M. de B[ülow m’a paru satisfait de ces communications, et m’a dit que si l’on pouvait en faire mention de la manière la plus explicite possible dans la dépêche, cela produirait sans doute une bonne impression à Berlin.
M. le Président est ensuite venu me faire part de l’entretien qu’il avait eu avec M. de B [ülow]. Nous sommes convenus que je ferais venir ce dernier pour lui remettre ma réponse, à laquelle nous avons d’ailleurs jugé qu’il n’y avait rien à changer, et que je profiterais encore de l’occasion pour lui confirmer sur différents points notre manière de voir.
L’après-midi j’ai donné suite à cette intention. J’ai lu la réponse en l’accompagnant de commentaires dans le sens de ce qui précède, et le résumé de notre entretien a été celui-ci: M. de B[ülow]a. exprimé le désir que ces explications produisent bon effet à Berlin, et je lui ai répondu que l’Allemagne nous trouverait certainement désireux d’entrer en matière sur toutes propositions acceptables pour nous en vue d’aplanir le différend.
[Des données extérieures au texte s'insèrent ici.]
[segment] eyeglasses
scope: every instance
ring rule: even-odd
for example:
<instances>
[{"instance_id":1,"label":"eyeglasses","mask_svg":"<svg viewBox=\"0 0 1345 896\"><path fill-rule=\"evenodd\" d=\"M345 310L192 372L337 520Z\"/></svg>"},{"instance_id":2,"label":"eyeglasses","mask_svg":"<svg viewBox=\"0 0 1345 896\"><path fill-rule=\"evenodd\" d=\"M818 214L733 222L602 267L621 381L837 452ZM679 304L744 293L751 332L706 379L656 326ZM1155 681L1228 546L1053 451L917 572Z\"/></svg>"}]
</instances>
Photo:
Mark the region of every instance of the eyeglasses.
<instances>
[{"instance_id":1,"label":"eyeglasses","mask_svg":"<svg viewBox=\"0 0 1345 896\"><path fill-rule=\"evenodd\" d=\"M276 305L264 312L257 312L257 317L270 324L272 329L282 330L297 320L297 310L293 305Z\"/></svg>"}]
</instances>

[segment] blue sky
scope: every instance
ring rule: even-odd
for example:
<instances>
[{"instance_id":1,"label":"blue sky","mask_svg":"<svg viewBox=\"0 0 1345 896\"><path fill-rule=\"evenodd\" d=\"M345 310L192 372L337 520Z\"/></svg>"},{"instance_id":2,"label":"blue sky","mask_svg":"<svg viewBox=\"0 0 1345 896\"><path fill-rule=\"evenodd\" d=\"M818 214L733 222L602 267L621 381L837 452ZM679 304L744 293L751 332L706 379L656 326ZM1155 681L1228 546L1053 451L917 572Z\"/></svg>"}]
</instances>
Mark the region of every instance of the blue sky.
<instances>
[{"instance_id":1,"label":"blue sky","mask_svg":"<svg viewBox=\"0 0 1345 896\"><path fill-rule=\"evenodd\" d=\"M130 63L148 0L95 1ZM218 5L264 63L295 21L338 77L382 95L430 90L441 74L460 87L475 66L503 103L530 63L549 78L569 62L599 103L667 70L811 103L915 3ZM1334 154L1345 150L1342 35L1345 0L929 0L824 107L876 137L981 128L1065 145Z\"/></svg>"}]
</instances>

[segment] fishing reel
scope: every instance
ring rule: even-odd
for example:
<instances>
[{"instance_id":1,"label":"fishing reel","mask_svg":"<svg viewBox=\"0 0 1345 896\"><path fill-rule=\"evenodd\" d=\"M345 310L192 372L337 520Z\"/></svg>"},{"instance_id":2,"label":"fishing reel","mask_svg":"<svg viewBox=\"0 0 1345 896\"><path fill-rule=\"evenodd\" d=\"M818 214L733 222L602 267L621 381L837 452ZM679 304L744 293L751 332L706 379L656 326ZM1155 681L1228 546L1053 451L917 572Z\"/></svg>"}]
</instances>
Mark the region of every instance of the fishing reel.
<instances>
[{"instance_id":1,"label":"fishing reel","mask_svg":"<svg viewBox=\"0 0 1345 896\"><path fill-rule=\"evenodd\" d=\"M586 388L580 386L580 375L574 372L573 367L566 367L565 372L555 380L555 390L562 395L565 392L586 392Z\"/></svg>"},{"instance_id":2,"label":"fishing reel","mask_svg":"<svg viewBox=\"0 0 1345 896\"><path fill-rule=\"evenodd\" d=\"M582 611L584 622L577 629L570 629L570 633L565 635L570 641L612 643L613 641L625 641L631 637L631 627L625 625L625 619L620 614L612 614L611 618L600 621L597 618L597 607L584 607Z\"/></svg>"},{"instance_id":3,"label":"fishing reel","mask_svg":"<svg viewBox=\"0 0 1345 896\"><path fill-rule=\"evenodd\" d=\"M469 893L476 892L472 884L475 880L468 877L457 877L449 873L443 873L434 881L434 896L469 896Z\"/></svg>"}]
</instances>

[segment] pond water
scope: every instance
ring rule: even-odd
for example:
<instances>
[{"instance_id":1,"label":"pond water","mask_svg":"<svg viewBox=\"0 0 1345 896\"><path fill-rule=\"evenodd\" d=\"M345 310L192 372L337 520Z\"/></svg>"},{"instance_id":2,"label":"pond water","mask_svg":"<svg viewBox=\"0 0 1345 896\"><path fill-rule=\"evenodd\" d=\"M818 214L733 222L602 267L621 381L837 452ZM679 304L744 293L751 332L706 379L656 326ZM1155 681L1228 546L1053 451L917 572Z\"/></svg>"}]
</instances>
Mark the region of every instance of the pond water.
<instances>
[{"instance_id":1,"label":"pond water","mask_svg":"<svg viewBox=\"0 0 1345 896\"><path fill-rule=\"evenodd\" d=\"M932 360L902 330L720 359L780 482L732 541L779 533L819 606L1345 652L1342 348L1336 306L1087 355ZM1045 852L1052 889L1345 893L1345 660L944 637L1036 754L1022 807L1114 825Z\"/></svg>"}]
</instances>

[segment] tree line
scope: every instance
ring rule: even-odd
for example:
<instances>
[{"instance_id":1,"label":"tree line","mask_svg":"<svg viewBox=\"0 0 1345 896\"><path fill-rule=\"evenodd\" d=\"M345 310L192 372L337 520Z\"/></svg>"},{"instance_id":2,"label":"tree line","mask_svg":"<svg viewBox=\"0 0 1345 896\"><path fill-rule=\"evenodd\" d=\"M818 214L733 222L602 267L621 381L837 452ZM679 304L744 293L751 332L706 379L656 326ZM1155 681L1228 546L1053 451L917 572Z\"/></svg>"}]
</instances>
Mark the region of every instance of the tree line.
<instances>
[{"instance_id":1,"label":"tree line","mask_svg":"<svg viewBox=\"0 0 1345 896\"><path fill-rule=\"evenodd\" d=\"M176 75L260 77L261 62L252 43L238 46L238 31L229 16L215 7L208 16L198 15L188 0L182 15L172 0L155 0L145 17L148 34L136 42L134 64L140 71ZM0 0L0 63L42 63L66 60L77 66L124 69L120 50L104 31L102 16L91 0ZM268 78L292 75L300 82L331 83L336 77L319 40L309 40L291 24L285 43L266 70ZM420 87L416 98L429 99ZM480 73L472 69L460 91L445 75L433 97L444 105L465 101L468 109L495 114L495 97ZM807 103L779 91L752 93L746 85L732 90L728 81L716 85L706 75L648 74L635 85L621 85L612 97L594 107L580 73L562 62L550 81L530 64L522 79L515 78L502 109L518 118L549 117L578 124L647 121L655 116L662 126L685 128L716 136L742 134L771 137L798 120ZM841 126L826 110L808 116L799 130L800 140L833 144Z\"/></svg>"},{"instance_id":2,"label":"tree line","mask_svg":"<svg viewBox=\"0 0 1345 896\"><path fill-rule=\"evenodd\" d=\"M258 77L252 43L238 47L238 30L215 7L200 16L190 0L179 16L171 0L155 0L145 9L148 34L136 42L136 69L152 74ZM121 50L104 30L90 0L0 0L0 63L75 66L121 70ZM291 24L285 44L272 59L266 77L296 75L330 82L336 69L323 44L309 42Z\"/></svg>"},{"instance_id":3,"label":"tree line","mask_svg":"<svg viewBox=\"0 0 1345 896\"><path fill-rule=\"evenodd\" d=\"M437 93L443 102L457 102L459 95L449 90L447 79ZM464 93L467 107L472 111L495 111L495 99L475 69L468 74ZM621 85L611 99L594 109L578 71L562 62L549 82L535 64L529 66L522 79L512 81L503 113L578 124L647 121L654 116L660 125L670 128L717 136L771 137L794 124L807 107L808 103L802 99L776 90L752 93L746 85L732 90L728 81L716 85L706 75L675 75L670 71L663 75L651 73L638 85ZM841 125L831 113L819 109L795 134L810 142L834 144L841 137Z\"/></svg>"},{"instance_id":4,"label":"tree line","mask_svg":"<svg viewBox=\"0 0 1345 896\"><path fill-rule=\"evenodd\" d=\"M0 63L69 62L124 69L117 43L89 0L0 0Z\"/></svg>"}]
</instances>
Je vous envoie ci-joint copie des dernières pièces échangées, ainsi que d’un entretien que M. Carlin a eu à Vienne avec M. Kalnoky.6 J’ajoute que M. de Hamburger m’a dit samedi, que le gouvernement russe était très satisfait de la manière dont nous avions conduit et terminé l’enquête sur les bombes, et qu’il ne doutait pas d’être chargé de nous exprimer expressément des remerciements à ce sujet.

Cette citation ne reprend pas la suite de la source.